Feature

Editor's Letter

Obama's victory and the far-out fringe of the Internet

Analysts credit everything from fundraising prowess to President Bush for Barack Obama’s victory. But if you spent the campaign traveling the far-out fringe of the Internet—and what else was there to do at 3 a.m. when those lazy bloggers quit work?—you might have stumbled upon a more sinister explanation. It sounds crazy, I know. But you can’t completely rule out the possibility that Barack Obama is the Antichrist.
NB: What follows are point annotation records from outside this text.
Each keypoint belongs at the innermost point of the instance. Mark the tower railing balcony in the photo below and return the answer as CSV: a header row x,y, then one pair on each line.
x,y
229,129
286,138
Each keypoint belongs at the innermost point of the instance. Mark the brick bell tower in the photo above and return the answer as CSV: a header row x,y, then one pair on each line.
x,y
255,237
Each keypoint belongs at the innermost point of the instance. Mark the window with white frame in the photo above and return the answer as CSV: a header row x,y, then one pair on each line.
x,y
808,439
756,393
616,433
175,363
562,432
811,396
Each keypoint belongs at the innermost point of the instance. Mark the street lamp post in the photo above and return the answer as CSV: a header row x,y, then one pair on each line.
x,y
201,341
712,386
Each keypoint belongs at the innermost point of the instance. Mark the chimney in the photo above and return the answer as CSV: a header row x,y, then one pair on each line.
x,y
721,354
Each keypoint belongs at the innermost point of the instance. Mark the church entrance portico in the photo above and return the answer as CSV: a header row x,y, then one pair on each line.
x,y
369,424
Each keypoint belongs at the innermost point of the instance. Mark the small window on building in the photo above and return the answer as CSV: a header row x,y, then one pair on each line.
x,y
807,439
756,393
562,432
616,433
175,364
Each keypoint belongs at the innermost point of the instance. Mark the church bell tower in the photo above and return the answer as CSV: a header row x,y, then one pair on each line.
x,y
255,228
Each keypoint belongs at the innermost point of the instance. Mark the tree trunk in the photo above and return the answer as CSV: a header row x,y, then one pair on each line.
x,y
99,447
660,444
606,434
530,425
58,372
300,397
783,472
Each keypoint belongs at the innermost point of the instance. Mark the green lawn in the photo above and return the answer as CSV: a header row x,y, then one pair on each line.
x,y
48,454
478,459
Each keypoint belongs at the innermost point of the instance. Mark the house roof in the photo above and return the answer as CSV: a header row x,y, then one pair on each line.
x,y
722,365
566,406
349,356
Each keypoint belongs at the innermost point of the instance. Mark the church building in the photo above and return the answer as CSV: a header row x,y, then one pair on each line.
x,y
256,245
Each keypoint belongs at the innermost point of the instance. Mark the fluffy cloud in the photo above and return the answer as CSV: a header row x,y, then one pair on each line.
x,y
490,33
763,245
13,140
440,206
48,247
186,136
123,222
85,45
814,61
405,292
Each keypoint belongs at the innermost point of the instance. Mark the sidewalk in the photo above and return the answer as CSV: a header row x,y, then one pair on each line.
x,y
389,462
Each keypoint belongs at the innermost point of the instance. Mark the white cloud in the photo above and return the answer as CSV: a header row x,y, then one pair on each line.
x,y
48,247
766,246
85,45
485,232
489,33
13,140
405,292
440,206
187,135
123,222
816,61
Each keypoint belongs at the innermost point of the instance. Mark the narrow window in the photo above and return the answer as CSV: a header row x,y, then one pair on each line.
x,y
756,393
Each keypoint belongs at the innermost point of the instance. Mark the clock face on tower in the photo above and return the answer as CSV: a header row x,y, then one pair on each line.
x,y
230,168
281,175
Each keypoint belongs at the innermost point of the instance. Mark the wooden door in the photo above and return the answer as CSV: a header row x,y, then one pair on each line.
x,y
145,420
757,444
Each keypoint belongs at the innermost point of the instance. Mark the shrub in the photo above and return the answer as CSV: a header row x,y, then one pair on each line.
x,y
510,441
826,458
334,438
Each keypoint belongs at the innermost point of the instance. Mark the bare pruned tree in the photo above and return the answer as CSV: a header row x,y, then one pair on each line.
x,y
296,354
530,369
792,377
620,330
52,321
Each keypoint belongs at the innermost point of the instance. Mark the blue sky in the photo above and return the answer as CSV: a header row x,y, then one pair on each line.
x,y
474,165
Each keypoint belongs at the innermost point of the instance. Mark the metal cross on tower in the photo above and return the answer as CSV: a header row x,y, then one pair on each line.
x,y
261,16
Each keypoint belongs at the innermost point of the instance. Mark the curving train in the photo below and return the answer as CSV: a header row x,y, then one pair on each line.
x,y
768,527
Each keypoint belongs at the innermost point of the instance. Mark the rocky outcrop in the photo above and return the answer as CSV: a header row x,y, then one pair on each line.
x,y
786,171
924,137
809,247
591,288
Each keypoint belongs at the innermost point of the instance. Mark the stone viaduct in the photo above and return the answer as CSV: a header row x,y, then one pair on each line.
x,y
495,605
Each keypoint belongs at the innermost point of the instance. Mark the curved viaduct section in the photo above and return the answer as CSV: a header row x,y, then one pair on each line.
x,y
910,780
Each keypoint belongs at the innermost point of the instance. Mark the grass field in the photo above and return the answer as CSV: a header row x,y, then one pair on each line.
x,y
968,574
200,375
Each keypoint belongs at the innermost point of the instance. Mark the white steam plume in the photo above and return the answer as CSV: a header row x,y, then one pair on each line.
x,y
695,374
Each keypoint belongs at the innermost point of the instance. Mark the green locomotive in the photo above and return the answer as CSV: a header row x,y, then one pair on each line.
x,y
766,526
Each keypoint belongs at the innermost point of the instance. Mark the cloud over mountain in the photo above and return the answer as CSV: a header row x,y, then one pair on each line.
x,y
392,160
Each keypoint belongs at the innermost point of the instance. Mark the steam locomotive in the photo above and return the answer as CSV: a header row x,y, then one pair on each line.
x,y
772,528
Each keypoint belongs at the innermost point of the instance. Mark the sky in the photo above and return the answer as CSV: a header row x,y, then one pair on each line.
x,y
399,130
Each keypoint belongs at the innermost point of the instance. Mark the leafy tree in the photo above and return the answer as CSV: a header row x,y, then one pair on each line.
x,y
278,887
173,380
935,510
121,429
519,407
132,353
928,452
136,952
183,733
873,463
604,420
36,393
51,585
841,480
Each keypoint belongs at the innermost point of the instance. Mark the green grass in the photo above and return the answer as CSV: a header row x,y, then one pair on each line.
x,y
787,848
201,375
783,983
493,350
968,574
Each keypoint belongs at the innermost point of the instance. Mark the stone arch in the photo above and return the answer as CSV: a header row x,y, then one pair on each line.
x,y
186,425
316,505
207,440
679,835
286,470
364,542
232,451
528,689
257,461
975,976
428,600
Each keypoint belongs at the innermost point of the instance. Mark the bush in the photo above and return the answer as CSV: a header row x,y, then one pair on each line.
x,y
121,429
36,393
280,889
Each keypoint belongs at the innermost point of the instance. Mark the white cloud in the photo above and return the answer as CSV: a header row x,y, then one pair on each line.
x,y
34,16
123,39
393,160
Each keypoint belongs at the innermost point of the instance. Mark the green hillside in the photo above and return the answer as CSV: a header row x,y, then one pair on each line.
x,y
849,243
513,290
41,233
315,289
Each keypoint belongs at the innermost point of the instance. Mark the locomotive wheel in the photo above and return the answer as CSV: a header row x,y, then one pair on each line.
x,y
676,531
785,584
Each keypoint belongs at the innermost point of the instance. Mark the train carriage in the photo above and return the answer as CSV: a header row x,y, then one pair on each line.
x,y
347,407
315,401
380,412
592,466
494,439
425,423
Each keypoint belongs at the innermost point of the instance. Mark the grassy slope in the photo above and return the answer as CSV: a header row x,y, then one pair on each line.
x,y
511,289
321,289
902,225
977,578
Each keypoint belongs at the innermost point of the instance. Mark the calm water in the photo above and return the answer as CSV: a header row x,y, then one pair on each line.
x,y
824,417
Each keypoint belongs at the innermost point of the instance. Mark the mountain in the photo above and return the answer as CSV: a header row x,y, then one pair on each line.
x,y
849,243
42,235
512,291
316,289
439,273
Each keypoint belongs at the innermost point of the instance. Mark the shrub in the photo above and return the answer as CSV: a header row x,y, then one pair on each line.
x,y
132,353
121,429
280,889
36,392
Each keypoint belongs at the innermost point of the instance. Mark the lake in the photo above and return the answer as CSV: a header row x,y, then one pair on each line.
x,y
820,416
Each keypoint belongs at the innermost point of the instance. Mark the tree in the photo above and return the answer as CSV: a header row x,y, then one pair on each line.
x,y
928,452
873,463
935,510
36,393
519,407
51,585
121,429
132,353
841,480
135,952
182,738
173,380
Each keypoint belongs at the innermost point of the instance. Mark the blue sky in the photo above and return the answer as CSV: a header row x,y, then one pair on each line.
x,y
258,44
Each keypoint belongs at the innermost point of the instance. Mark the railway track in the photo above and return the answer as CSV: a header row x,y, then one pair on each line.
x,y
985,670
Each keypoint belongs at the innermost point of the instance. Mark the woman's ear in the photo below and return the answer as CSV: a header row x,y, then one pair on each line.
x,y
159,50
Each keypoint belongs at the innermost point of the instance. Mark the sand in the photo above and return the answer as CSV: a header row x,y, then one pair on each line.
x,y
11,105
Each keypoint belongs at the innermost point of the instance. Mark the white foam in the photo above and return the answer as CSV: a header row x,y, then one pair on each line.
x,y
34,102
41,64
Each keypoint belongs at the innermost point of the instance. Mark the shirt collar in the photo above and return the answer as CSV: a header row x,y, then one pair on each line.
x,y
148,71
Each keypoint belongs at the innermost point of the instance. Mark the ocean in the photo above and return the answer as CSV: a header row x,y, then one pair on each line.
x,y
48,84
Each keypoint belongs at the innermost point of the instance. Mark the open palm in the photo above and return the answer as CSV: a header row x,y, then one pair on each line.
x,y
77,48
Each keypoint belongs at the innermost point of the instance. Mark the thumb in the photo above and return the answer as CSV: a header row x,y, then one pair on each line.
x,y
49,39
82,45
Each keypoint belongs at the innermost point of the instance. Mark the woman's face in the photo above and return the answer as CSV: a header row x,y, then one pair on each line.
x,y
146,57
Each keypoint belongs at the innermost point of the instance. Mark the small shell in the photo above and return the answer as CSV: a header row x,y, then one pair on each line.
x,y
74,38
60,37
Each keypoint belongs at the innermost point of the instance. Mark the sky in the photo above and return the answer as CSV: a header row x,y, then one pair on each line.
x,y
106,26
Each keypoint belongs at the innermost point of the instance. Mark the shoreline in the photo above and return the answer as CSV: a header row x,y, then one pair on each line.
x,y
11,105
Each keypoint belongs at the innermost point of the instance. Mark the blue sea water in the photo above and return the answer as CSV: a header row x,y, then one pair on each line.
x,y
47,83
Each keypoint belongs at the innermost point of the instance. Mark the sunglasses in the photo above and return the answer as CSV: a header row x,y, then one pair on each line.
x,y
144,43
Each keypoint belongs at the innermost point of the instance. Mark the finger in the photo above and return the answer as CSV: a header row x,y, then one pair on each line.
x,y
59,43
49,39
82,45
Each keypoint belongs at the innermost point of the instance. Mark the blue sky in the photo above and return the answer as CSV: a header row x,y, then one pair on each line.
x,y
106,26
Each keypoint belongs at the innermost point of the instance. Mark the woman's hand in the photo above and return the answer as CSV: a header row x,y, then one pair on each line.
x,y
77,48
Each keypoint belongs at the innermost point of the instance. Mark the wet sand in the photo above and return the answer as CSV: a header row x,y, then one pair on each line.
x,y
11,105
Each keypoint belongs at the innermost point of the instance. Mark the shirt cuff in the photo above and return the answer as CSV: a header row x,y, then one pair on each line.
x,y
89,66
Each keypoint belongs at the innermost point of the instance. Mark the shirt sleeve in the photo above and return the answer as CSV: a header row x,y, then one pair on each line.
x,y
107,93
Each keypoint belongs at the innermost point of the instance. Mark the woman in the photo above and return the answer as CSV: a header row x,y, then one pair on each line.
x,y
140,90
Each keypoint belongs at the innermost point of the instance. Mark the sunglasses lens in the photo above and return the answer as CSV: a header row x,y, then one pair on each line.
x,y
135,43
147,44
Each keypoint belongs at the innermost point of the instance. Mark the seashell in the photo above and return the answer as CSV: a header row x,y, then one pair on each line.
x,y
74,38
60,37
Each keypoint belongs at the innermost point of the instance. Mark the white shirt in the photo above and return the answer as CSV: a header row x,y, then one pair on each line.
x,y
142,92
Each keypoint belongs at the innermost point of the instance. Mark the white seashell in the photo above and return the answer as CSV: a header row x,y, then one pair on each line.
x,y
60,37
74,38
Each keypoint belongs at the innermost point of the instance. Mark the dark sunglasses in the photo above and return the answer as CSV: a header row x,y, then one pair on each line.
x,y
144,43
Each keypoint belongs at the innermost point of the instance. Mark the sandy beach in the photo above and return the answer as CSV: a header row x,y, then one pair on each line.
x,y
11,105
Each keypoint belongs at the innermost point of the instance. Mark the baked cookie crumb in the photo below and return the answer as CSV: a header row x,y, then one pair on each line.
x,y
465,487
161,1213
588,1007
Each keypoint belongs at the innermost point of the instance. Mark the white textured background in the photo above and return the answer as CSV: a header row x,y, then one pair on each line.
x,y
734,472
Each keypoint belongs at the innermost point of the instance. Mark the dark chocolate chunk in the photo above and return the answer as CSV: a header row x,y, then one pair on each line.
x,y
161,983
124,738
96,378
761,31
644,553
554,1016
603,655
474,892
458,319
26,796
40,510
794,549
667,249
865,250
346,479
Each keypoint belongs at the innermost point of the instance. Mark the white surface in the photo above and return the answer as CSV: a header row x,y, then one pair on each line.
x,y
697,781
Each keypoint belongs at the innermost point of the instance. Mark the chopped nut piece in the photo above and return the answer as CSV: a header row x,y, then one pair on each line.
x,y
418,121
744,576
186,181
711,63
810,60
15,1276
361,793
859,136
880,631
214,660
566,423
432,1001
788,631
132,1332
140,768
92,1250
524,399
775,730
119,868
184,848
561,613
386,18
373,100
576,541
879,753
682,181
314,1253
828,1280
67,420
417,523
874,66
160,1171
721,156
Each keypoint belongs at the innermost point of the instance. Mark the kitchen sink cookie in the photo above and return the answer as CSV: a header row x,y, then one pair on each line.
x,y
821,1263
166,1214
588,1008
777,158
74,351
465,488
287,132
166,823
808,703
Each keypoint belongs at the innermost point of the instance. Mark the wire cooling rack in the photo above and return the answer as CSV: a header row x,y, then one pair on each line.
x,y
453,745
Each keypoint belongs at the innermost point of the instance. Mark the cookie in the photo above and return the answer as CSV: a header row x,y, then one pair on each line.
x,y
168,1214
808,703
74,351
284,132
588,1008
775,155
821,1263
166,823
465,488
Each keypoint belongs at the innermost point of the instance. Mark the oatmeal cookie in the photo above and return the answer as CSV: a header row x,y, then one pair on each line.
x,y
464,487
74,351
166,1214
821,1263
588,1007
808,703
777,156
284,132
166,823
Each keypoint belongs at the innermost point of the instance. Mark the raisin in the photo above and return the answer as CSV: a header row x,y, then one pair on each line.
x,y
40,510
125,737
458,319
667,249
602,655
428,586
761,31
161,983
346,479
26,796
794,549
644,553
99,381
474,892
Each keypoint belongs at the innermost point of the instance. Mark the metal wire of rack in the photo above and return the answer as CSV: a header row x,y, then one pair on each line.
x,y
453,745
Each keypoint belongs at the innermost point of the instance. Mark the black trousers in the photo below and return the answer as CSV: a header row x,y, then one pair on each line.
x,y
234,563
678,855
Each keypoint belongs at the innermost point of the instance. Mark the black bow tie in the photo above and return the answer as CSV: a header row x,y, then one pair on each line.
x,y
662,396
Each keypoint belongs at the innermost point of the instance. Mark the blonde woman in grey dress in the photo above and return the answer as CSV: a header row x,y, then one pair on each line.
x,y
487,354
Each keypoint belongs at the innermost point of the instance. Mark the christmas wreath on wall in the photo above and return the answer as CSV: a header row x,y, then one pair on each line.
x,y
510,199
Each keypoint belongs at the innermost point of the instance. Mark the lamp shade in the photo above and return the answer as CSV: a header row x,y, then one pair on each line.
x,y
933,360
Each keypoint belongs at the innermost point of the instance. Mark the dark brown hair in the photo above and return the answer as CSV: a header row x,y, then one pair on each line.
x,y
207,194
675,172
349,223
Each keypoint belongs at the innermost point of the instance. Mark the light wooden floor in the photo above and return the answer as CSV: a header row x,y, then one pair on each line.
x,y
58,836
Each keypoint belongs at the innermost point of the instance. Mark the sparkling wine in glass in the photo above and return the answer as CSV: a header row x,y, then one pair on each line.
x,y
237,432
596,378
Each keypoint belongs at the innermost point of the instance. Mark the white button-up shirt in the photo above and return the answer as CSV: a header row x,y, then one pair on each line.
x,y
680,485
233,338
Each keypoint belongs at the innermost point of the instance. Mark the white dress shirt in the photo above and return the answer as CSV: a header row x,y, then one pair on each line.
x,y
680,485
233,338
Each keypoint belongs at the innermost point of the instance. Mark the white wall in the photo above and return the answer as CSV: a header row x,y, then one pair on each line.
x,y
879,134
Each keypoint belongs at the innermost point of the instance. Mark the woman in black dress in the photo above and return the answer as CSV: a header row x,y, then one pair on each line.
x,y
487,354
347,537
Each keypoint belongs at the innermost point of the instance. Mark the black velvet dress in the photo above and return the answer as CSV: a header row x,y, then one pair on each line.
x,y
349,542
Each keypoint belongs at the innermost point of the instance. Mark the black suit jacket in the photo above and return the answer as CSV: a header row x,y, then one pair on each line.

First, as I smartly pointed out at that cocktail party back in 2006, it was impossible for Obama to win in 2008. Not just unlikely. Impossible. There’s your supernatural premise, right there. Next, presidential campaigns are long, miserable slogs through muck and quicksand. Yet at every crucial juncture, a glide path materialized beneath Obama’s (cloven?) feet. When Obama faced Hillary Clinton in the Democratic primaries, her unpopular support of the Iraq war was highlighted by mayhem in Baghdad. Yet by the time Obama emerged to face the war hero John McCain, the fighting seemed curiously pacified, muting concerns about Obama’s foreign policy credentials in the process. Then the McCain campaign, a band of hardened pros who had been granted a luxurious six months for the task, became the first since 1972 to fail to vet a vice presidential pick. As public debate raged over Sarah Palin’s competence, a hellish financial crisis detonated on cue, just weeks before Election Day. Bush all but nationalized the banks as his party attacked Obama as a … socialist. Isn’t all this devilishly strange? Of course, it was probably mere happenstance—beginner’s luck. But just the same, I’ll be watching the next president’s oversize ears for hints of pointiness. And keeping an eye out for a tail, too.